Argali (Ovis ammon) is the largest species of wild sheep. The North American bighorn sheep may approach comparable weights but is normally considerably outsized by the argali. Argali stand 85 to 135 cm (3 to 4 ft) high at the shoulder and measure 136 to 200 cm (4 to 7 ft) long from the head to the base of the tail. The female, or ewe is the smaller sex by a considerable margin, sometimes weighing less than half as much as the male, or ram. 

The ewes can weigh from 43.2 to 100 kg (95 to 220 lb) and the rams typically from 97 to 182 kg (214 to 401 lb), with a maximum reported mass of 216 kg (476 lb). The Pamir argali (also called Marco Polo sheep, for they were first described by that traveler), O. a. polii, is the largest race on average, regularly measuring more than 180 cm (5.9 ft) long without the tail, and is less sexually dimorphic in body mass than most other subspecies. The argali has relatively the shortest tail of any wild goat-antelope or sheep, with reported tail lengths of 9.5–17 cm (3.7–6.7 in).


The general coloration varies between each animal, from a light yellow to a reddish-brown to a dark grey-brown. Argali or nyan from the Himalayas are usually relatively dark, whereas those from Russian ranges are often relatively pale. In summertime, the coat is often lightly spotted with a salt-and-pepper pattern. The back is darker than the sides, which gradually lighten in color. The face, tail and the buttocks are yellowish-white. The male has a whitish neck ruff and a dorsal crest and is usually slightly darker in color than the female. Males have two large corkscrew horns, some measuring 190 cm (6.2 ft) in total length and weighing up to 23 kg (51 lb). Males use their horns for competing with one another. Females also carry horns, but they are much smaller, usually measuring less than 50 cm (20 in) in total length.

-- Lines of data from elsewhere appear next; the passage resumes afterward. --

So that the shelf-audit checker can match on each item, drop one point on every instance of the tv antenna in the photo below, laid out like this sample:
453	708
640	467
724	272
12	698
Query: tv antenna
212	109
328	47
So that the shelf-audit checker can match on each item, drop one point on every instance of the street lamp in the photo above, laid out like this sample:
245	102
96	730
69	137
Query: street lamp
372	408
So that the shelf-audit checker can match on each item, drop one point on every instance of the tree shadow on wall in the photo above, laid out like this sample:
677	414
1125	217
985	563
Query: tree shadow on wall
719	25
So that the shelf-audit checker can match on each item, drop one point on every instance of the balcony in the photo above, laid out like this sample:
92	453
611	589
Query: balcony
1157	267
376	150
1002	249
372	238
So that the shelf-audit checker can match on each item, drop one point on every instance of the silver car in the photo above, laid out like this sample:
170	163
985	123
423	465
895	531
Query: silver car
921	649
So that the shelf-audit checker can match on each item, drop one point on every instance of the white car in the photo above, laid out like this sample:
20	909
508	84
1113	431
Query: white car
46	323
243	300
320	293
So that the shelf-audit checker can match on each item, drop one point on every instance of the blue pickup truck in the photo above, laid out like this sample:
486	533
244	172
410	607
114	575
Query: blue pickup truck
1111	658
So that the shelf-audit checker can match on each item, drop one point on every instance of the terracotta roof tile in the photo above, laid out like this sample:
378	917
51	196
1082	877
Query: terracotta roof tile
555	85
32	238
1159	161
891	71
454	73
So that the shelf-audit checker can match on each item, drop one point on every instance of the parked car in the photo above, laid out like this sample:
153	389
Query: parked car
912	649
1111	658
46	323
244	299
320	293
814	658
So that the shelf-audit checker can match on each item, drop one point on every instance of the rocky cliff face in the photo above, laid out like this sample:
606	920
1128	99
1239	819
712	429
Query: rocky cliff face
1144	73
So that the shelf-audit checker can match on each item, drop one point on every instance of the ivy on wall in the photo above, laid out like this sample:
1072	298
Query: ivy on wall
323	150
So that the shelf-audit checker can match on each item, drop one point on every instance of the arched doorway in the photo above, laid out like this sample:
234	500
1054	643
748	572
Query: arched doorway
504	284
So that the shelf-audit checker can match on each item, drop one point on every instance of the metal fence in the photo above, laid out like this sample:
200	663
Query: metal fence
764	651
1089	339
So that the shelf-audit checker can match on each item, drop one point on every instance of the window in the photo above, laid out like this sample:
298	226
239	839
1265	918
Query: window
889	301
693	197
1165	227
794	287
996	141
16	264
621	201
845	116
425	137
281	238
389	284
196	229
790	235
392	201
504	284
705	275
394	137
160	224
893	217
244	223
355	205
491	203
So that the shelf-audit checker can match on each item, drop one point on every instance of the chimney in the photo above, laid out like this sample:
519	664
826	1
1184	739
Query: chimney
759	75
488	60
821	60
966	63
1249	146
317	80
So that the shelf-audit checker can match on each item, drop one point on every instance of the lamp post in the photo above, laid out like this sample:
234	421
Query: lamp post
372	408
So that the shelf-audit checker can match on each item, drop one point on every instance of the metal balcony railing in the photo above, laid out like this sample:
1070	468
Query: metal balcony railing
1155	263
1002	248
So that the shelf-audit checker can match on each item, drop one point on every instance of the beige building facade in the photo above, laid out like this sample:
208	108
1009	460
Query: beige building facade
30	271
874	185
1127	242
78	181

Argali are considered an endangered or threatened (2014) species throughout their entire range, due largely to habitat loss from overgrazing of domestic sheep and hunting. As the world's largest sheep, the lure to gather a trophy specimen is strong among sports-hunters. They are hunted for both their meat and their horns, used in traditional Chinese medicine, and poaching continues to be a major (and difficultly managed) problem. Argali have been extirpated from northeastern China, southern Siberia, and parts of Mongolia. Populations of predators such as gray wolves and snow leopards have appeared to have been negatively affected by the scarcity of argali.

In Pakistan-administered Kashmir it is listed as an endangered species.